Keywords

1 Introduction

Handwriting character recognition has been the interest of machine learning researchers for several decades (Yadav and Yadav 2015). By being able to teach computers handwritings, computers can now be able to understand human interactions in a unique way. Although digitization of services across the globe continues to grow, handwriting is still very much in use today for many important functions such as writing bank cheques. Hence, the need for further research into this area.

The development of character recognition systems hinges on the pace at which databases can be developed and maintained with the best character sets possible required to cover the various languages. Standard handwriting databases have been developed in languages such as English (Marti and Bunke 2002), Chinese (Liu et al. 2011), French, and Arabic (Djeddi et al. 2014) as systems developed have yielded outstanding results. The advent of deep learning in which a feature learning framework for neural networks was developed has led to outstanding successes in image recognition which have been applied to these handwritten datasets with near human-level accuracy (Pascanu et al. 2013).

Handwriting recognition consist of two types: offline and online recognition. In offline recognition, the source of the input is usually a scanner that captures the character to be captured while online refers to inputs from pen or touch based inputs (Graves and Schmidhuber 2009).

The Yoruba language has a worldwide audience of about 18 million speakers with core geographic regions in Nigeria (Oyedotun et al. 2015), Togo and Benin. It is also spoken in as far as Brazil, the Caribbean and Cuba. Although, there have been several attempts to develop handwritten character recognition systems, most databases that have been used have been privately held datasets with most not being able to cover the basic character sets of the language. In order to develop character recognition systems that achieve human-level accuracy, the development of standard datasets for the Yoruba language is of paramount importance.

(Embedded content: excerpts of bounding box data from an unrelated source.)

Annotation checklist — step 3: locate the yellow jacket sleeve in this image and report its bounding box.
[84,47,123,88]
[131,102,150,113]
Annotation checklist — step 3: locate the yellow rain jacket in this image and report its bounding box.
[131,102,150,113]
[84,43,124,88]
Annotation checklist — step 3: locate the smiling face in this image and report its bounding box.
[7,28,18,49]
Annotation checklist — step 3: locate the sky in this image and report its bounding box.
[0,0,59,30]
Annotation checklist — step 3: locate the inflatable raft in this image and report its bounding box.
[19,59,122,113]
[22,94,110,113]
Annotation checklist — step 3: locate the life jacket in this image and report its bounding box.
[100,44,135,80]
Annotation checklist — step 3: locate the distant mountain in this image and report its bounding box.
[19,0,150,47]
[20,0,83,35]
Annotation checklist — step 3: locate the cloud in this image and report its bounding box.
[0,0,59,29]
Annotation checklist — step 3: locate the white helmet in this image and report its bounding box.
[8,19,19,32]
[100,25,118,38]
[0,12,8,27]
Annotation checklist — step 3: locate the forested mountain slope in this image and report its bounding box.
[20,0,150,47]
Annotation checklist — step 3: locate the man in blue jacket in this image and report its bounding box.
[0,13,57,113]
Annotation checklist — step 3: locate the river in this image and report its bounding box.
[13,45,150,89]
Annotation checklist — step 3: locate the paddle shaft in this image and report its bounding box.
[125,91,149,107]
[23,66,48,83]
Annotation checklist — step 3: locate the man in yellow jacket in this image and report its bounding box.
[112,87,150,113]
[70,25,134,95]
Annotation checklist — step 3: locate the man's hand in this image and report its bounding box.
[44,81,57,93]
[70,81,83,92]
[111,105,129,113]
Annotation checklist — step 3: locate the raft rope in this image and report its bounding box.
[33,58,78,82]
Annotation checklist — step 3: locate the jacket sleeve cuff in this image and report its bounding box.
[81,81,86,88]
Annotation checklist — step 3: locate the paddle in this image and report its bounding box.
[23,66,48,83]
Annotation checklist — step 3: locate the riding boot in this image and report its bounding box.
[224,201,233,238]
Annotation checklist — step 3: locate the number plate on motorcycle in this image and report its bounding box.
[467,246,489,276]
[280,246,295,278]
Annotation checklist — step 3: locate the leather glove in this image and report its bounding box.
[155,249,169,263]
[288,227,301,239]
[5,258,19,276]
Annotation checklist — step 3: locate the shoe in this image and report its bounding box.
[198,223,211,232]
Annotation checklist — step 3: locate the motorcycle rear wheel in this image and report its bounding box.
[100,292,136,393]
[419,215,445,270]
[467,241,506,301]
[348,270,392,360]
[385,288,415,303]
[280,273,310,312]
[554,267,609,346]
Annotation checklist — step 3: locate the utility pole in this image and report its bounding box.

This work introduces a novel Yoruba handwriting dataset for character recognition which integrates features such as writer identification having fields such as the gender and age of the individual. The dataset is publicly available at https://github.com/samuelcesc/yohcrdb. The rest of this paper is as follows: “Related Works” highlights the different databases that have been developed for other languages, “Methodology” describes the processes involved in creating the dataset while “Dataset Statistics” section provides a quantitative analysis of the dataset and the “Conclusion and Future Work” section concludes the paper and gives recommendations for future improvements of this work.

2 Literature Review

This section covers the related works that have been done in the field of handwriting recognition with emphasis on handwriting databases. A review of popular languages in Africa is performed based on the context of this research as well as works done for the Yoruba language.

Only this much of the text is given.